Перечитал. Поднял глаза. Еще перечитал. Потом тихо сложил газету и отнес в свою комнату. И несколько дней, когда к нему кто-нибудь приходил – из мужчин, конечно, – он таинственно приглашал его в свою комнату, откуда слышались шуршание газеты и сдавленный смех.
Вот так я развлекала своего бедного папу.
Ажан
В Париже невозможно пройти по улице, если ты носишь юбку. Возраст безразличен, важен пол – пристают ужасно… В Москве я первое время упивалась возможностью просто прогуляться по улице, посидеть на бульваре.
Иду я однажды по Парижу, и какой-то тип пристал и юлит, и юлит: «Мадемуазель да мадемуазель, да разрешите с вами пройти, да мадемуазель, видно, иностранка…» и тому подобное. Я молчу, ибо только так и можно отделаться, не дай бог вступать в пререкания… Вот так я молчу и веду его прямиком к ажану на посту.
Тот стоит, такой плотный, в высоком кепи, с форменными усами. Подхожу я к нему (а тот тип отстал, остался на тротуаре) и говорю:
– Ну невозможно идти, так пристал вон тот тип, нельзя ли его как-то укоротить?
– Это можно, – сказал ажан и посмотрел на меня. – Но, мадемуазель, если бы я не был на посту, я был бы на его месте.
О русском Париже
Ремизов был такой маленький человечек, сутулый, кособокий, очень близорукий, в выпуклых очках, – такой гномик. Писал он на полудревнерусском языке, был знатоком истории России, древних текстов, шрифтов, письменных источников.

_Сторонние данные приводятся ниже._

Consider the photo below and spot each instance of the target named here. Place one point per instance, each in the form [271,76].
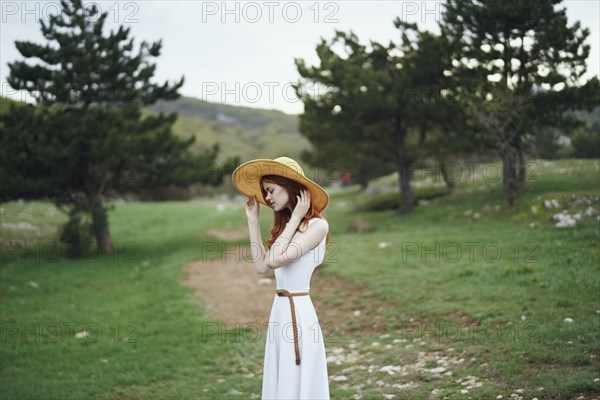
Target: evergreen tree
[514,61]
[375,104]
[87,138]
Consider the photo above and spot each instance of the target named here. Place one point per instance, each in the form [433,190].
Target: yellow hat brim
[246,180]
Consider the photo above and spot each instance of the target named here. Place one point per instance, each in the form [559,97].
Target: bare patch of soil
[234,293]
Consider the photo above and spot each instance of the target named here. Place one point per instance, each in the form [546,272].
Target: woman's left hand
[303,204]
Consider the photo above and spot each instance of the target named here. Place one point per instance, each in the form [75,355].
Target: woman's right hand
[252,208]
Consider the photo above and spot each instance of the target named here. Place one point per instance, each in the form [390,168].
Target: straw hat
[246,179]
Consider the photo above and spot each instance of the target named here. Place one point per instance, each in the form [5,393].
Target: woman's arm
[284,252]
[256,246]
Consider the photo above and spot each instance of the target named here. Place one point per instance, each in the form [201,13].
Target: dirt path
[233,293]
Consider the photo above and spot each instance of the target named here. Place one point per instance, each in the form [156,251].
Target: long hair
[281,218]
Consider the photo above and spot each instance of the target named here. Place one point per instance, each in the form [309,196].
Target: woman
[295,365]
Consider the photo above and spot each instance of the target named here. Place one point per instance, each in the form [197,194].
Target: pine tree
[518,65]
[376,103]
[87,138]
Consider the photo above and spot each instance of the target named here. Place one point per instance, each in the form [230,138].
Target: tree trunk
[522,168]
[100,223]
[404,165]
[508,154]
[443,169]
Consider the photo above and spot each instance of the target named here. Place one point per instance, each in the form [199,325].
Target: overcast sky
[242,53]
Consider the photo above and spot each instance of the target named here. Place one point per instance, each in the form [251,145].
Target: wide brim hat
[246,179]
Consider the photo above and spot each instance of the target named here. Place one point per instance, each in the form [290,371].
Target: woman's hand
[303,205]
[252,208]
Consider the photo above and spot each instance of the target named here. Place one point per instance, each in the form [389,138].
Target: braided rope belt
[290,296]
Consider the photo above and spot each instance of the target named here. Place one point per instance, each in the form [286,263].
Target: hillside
[241,131]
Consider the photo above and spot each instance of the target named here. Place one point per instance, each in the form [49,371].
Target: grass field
[470,299]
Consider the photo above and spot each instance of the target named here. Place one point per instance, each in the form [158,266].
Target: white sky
[242,52]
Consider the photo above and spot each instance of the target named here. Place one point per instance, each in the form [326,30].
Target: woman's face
[277,197]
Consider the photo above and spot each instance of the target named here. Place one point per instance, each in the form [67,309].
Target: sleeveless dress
[282,378]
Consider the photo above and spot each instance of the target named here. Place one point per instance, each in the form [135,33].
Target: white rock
[81,335]
[390,369]
[437,370]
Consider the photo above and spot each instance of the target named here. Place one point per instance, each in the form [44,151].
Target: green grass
[502,314]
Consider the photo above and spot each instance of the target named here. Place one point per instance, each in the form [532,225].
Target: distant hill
[241,131]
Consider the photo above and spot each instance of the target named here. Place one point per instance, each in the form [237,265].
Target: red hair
[282,217]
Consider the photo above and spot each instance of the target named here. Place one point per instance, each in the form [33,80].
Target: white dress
[282,378]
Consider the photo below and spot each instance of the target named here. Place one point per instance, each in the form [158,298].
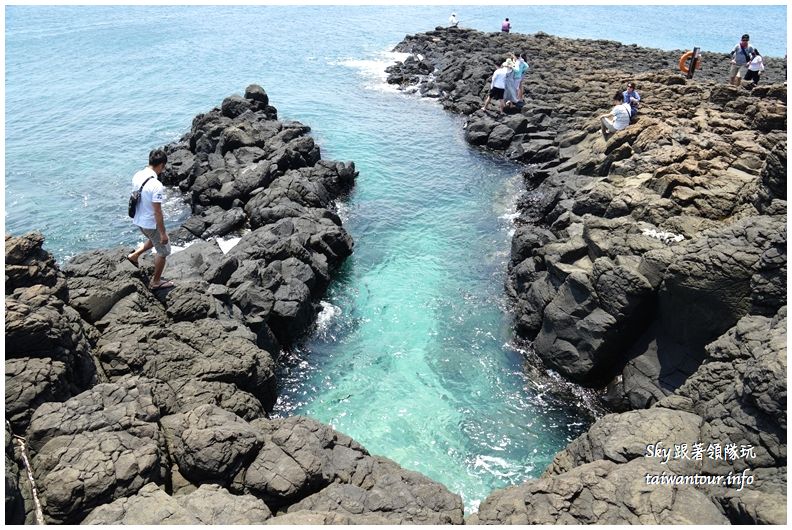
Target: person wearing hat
[632,97]
[755,67]
[740,59]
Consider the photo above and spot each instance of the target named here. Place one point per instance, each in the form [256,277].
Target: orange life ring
[683,67]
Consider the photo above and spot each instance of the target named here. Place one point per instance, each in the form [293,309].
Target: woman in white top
[754,68]
[620,114]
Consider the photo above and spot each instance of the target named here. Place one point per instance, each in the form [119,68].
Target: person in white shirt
[755,67]
[620,114]
[148,217]
[498,86]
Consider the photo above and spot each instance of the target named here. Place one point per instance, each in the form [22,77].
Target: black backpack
[134,198]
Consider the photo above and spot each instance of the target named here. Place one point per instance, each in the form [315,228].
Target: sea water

А жена у него была большая дородная женщина – Серафима Павловна, она была ученая женщина, палеограф.
У него в комнате везде стояли какие-то редкости, прямо кунсткамера была: какие-то коряги, корни, окаменелости, а через комнату были протянуты крест-накрест шпагаты, и висели на них разные удивительные вещи: какая-то ветка причудливая, какая-то ягода засушенная, и – что меня всегда поражало – скелет какой-нибудь рыбы.